Service: MariaDB read only es4 #page
Host: es1021
Address: 10.64.16.148
State: CRITICAL

Date/Time: Tue Sept 1 14:07:18 UTC 2020

Notes URLs: https://wikitech.wikimedia.org/wiki/MariaDB/troubleshooting%23Master_comes_back_in_read_only

Acknowledged by :

Additional Info:

CRIT: read_only: True, expected False: OK: Version 10.4.13-MariaDB-log, Uptime 4596161s, event_scheduler: True, 28.15 QPS, connection latency: 0.002521s, query latency: 0.000423s

While we can try to improve either how this is dynamically handled (constrained by icinga options), by downtiming it or handing them differently- but after a few confusing puppet runs on the hosts and icinga, it was apparent that calculated puppet data (mw_primary) was flopping between eqiad and codfw.

This was narrowed down for a stalled confctl node giving outdated information (Riccado will know more about this).

This task is to explain what happened and see what actionables can be done to improve this so it doesn't happen again.

Event Timeline

The context of the outdated info was confd stuck on one of the puppetmaster, so when one of the DB was hitting that host for getting the catalog compiler it was getting the wrong DC as primary because confd had not updated the local file.
The fix was to restart confd on the host, it was stuck due to certificate expiration, and might be related to the Puppet CA failover we did a while ago.

As for the actionable items I'd suggest to add in the cleanup phase (08) a cookbook to force a puppet run on all affected DBs (just masters?) to quickly make them converge. (On the doc I'm about to suggest also to restart all confd before the switchdc).

Marostegui moved this task from Triage to Blocked external/Not db team on the DBA board.
Marostegui added subscribers: RLazarus, CDanis.

restarting all confds before switching DC seems overkill and frankly useless.

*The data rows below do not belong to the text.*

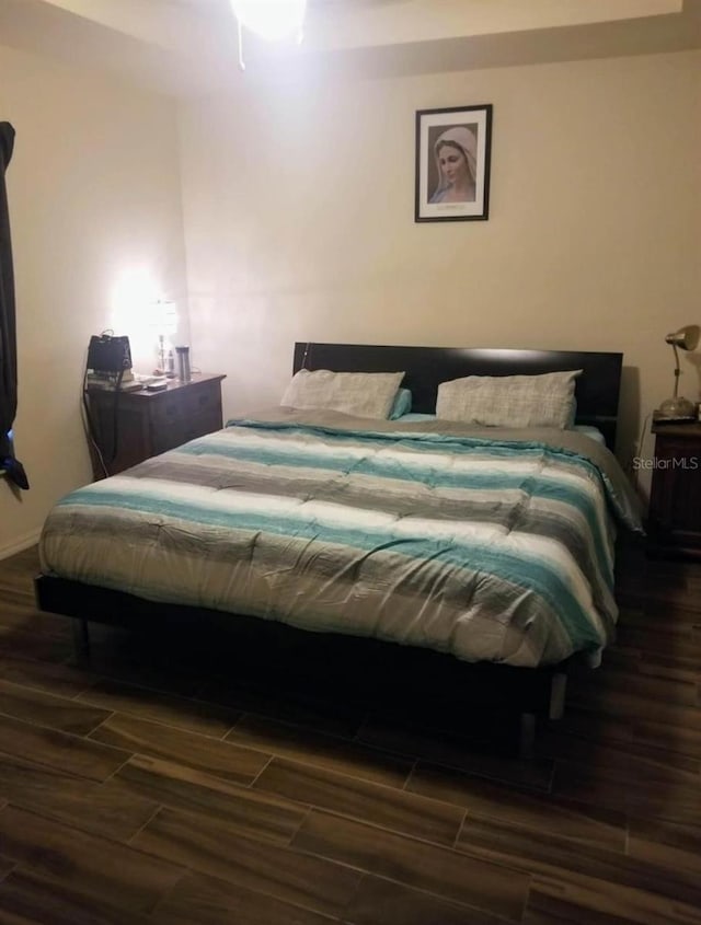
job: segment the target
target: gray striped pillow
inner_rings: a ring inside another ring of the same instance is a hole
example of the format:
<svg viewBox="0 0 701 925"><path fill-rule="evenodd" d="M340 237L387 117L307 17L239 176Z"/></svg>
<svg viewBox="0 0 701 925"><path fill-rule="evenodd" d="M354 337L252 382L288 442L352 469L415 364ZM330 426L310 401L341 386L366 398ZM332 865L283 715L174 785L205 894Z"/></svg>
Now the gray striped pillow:
<svg viewBox="0 0 701 925"><path fill-rule="evenodd" d="M468 375L441 382L436 416L489 427L556 427L574 424L575 379L581 369L543 375Z"/></svg>
<svg viewBox="0 0 701 925"><path fill-rule="evenodd" d="M332 372L300 369L283 395L291 408L331 408L336 412L387 420L403 372Z"/></svg>

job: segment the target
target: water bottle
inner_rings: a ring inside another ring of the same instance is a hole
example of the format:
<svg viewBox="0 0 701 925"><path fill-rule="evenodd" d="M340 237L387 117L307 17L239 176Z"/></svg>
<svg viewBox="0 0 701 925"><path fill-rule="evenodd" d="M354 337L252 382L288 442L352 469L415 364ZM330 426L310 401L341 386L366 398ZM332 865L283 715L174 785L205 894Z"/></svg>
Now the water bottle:
<svg viewBox="0 0 701 925"><path fill-rule="evenodd" d="M177 378L181 382L189 382L193 378L189 370L189 347L175 347L177 354Z"/></svg>

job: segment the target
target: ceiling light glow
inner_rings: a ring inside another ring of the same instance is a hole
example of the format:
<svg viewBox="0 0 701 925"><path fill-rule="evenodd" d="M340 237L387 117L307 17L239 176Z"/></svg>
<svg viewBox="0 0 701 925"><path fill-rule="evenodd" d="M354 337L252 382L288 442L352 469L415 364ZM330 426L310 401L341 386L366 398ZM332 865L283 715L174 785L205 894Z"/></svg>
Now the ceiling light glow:
<svg viewBox="0 0 701 925"><path fill-rule="evenodd" d="M239 25L268 42L301 42L307 0L229 0Z"/></svg>

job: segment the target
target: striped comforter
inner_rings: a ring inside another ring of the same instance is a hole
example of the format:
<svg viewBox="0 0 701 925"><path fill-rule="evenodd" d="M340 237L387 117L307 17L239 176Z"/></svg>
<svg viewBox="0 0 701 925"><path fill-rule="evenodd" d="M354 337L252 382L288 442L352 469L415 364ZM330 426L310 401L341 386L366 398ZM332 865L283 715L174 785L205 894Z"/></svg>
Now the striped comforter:
<svg viewBox="0 0 701 925"><path fill-rule="evenodd" d="M43 570L468 661L596 655L628 482L587 437L489 433L262 413L65 497Z"/></svg>

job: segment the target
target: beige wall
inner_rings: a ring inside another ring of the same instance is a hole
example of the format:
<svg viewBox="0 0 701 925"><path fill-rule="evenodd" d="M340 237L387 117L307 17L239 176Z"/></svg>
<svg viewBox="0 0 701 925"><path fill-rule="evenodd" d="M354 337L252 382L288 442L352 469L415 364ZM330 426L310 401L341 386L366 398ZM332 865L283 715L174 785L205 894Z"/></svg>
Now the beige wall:
<svg viewBox="0 0 701 925"><path fill-rule="evenodd" d="M91 481L80 392L91 334L139 311L146 279L185 300L175 107L0 47L0 118L18 300L18 455L32 489L0 481L0 557L33 542L49 506ZM150 335L123 321L137 359Z"/></svg>
<svg viewBox="0 0 701 925"><path fill-rule="evenodd" d="M700 53L245 80L181 120L193 346L228 413L279 398L296 339L611 349L632 455L665 335L701 323ZM415 111L480 103L490 220L415 224Z"/></svg>

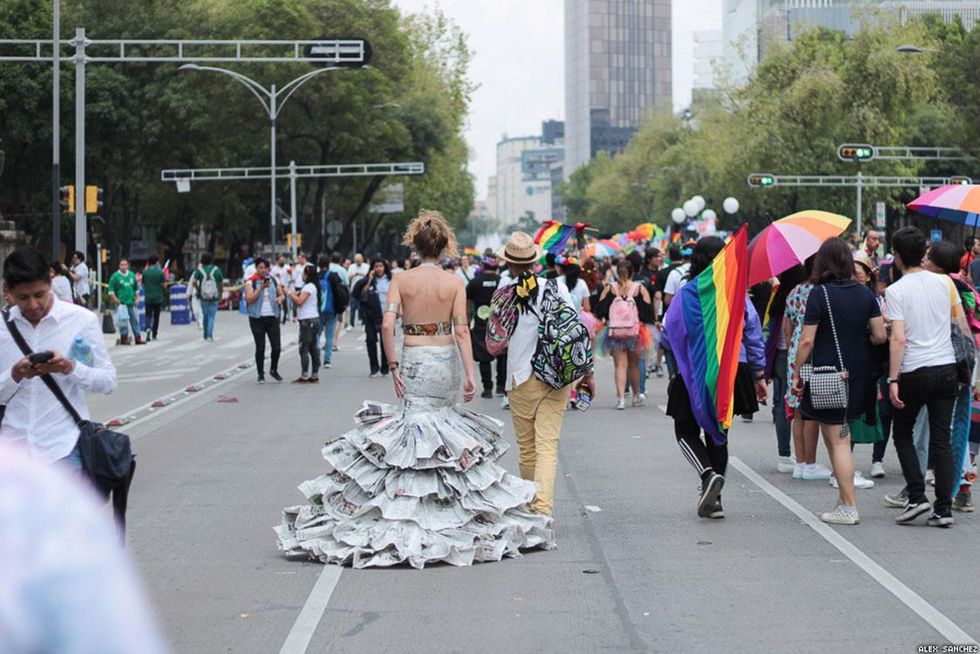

We should rather remember to restart them when we update the puppet CA, same as we had to do with anything docker-related.

I don't think there is much to do for this task besides that (and maybe add a puppet run on the databases in phase 8).

@RLazarus what do you want to do with this task? is this something that needs fixing before the switch back or should we close it per @Joe's comment?

Change 636471 had a related patch set uploaded (by RLazarus; owner: RLazarus):
[operations/cookbooks@master] switchdc: Run Puppet on DB masters after setting read-write

https://gerrit.wikimedia.org/r/636471

Change 636471 merged by jenkins-bot:
[operations/cookbooks@master] switchdc: Run Puppet on DB masters after setting read-write

https://gerrit.wikimedia.org/r/636471

RLazarus claimed this task.

@RLazarus what do you want to do with this task? is this something that needs fixing before the switch back or should we close it per @Joe's comment?

Sorry for the delay -- I think now that we run Puppet on the DB masters, this is okay to close.

I agree with Joe that the right answer is to restart confd whenever we do work that requires it, rather than right before a switchover. I do think it's a real issue if we don't reliably complete that step, and I'm skeptical that "well, next time we should just not forget to do it" is an effective strategy. But I agree that restarting them defensively before a switchover isn't the answer -- and either way that problem is certainly out of scope for DBA.

The immediate switchover issue is solved with the Puppet run, so let's consider this resolved.